Astronomers hope it survives its brush with destiny, heat, and gravity, at least long enough to light up our pre-dawn skies this December. Because it should be spectacular.
4. THERE’S SOMETHING TRAVELLING BEHIND IT.
The most popular mystery theory by far is that ISON is not actually a comet at all, but a spaceship headed for the Sun. There’s also “evidence” of up to two other crafts travelling with it. The UK’s Alien Disclosure Group say this blob has been snapped several times over the past couple of days in the same position behind ISON.
5. ISON could blast Earth with meteor showers if it breaks up.
Yes, it could.
6. But astronomers hope it doesn’t.
If ISON does survive its near solar encounter, it will become a stunning comet in the pre dawn skies leading up to the New Year. It’s predicted to make its closest approach to Earth on December 26, at a distance of 39.9 million miles.
7. It’s a “sungrazer”.
ISON will come to almost within a solar diameter of the Sun’s surface. This is extremely close, and the comet is classified as a sungrazer. Unfortunately, sungrazers rarely survive. Solar wind, radiation, and tidal forces on one hemisphere could tear ISON apart before perihelion.
8. Its trajectory makes it almost a twin of the Great Comet of 1680.
Also known as Kirch’s Comet, the Great Comet of 1680 was the first discovered by telescope and was famed for its extremely long tail.
Said to be visible even in daylight, the Great Comet reached a perihelion distance (closest approach to the Sun) of 0.006AU. ISON will approach at 0.012AU and both will approach to within ~0.4AU of Earth.

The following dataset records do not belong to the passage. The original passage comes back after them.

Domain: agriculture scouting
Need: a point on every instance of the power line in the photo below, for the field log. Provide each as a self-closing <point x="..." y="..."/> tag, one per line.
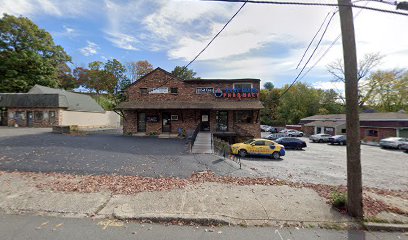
<point x="310" y="57"/>
<point x="216" y="35"/>
<point x="313" y="4"/>
<point x="310" y="44"/>
<point x="328" y="49"/>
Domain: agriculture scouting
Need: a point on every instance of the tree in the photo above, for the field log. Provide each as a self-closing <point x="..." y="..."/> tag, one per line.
<point x="269" y="86"/>
<point x="28" y="55"/>
<point x="388" y="90"/>
<point x="184" y="73"/>
<point x="138" y="69"/>
<point x="365" y="66"/>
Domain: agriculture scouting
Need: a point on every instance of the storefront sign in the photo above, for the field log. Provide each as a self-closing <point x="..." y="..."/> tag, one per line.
<point x="237" y="93"/>
<point x="204" y="90"/>
<point x="152" y="119"/>
<point x="158" y="90"/>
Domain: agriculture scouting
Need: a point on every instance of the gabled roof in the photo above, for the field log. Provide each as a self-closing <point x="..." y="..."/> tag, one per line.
<point x="72" y="101"/>
<point x="387" y="116"/>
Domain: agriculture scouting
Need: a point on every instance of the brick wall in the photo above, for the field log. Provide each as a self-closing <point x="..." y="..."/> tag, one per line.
<point x="382" y="133"/>
<point x="187" y="119"/>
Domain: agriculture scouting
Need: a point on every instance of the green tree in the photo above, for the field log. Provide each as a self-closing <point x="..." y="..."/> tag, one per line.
<point x="184" y="73"/>
<point x="269" y="85"/>
<point x="28" y="55"/>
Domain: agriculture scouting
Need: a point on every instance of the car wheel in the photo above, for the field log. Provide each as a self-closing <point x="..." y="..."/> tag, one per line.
<point x="242" y="153"/>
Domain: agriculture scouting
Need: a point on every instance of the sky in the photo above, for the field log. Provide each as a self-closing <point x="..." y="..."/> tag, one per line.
<point x="263" y="41"/>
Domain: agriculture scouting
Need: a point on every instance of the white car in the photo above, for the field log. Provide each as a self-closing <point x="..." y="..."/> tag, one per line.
<point x="321" y="137"/>
<point x="393" y="142"/>
<point x="294" y="133"/>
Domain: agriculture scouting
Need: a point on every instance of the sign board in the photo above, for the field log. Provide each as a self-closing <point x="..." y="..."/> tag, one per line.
<point x="158" y="90"/>
<point x="204" y="90"/>
<point x="152" y="118"/>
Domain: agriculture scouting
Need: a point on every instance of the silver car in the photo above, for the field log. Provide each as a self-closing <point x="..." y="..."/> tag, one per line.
<point x="321" y="137"/>
<point x="393" y="142"/>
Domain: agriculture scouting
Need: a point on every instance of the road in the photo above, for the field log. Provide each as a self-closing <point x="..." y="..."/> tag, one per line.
<point x="39" y="150"/>
<point x="19" y="227"/>
<point x="326" y="164"/>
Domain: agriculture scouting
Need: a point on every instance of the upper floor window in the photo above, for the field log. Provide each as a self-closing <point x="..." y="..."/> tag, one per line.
<point x="243" y="116"/>
<point x="174" y="90"/>
<point x="143" y="91"/>
<point x="243" y="85"/>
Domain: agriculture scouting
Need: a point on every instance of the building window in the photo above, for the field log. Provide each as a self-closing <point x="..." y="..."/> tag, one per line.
<point x="38" y="116"/>
<point x="243" y="85"/>
<point x="243" y="116"/>
<point x="174" y="90"/>
<point x="372" y="133"/>
<point x="143" y="91"/>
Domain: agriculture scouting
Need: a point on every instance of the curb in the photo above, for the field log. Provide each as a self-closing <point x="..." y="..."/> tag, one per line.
<point x="389" y="227"/>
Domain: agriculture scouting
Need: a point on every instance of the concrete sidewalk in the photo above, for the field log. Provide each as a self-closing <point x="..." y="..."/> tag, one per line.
<point x="202" y="202"/>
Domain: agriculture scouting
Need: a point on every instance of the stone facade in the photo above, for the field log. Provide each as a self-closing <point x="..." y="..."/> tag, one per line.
<point x="187" y="120"/>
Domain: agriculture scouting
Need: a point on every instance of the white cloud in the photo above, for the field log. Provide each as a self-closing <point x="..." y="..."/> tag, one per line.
<point x="123" y="41"/>
<point x="30" y="8"/>
<point x="90" y="49"/>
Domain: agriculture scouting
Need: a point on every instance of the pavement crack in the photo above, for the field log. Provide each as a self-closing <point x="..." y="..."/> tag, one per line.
<point x="103" y="205"/>
<point x="260" y="203"/>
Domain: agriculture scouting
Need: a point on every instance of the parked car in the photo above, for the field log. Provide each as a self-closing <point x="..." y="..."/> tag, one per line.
<point x="291" y="142"/>
<point x="294" y="133"/>
<point x="393" y="142"/>
<point x="265" y="128"/>
<point x="275" y="136"/>
<point x="262" y="147"/>
<point x="338" y="139"/>
<point x="404" y="147"/>
<point x="321" y="137"/>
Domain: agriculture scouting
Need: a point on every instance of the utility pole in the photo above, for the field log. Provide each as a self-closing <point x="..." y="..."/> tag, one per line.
<point x="354" y="179"/>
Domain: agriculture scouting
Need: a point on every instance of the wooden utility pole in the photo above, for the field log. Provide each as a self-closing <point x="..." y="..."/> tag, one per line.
<point x="354" y="179"/>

Both their paths through space are remarkably similar, according to isoncampaign.org:
The “argument of perihelion” is 351-degrees versus 360-degrees, and orbital inclination 61-degrees versus 60-degrees for Kirch and ISON, respectively
9. It’s in beautiful condition.
Because it’s ISON’s first visit to the inner Solar System, it’s in pristine condition with an almost intact and relatively thick layer of ice that will eventually melt as it approaches the Sun, causing the familiar tail we see on comets. In effect, it’s just gas sublimating from the comet’s surface.
10. It’s behaving weirdly.
ISON’s gas production rate has increased as it nears the Sun. That’s expected. What’s surprising astronomers is that its dust production rate has not. Carl Hergenrother of the Lunar and Planetary Laboratory in Arizona told Mother Nature Network: “I don’t really know what this means but something has to give, either the dust production picks up or the gas production slows down.”
11. The comet’s nucleus is unusually tiny.
Estimated at less than 2 kilometres in diameter, that’s small even through Hubble’s eagle eyes. Still, careful study of this image suggests the nucleus is almost certainly solid and still intact – the coma spreads out evenly from a single point, which we wouldn’t see if ISON were falling to pieces.
Comet observer John Bortle also told MNN: “I cannot recall any previous comet in my 50-plus years of comet observing looking quite like this … All I can say is I don’t like the odd look of it at this time.”
12. For now, ISON is still in one piece and still en route to the Sun.
If it survives, or breaks into two or three big pieces, then there should be a spectacular tail.
13. It’s probably going to usher in the New Year.
If it survives perhelion on November 28, ISON will make its closest approach to Earth on December 26, at a distance of 39.9 million miles. As it is low on the horizon, especially in the southern states, the best time to look is an hour and a half before local sunrise.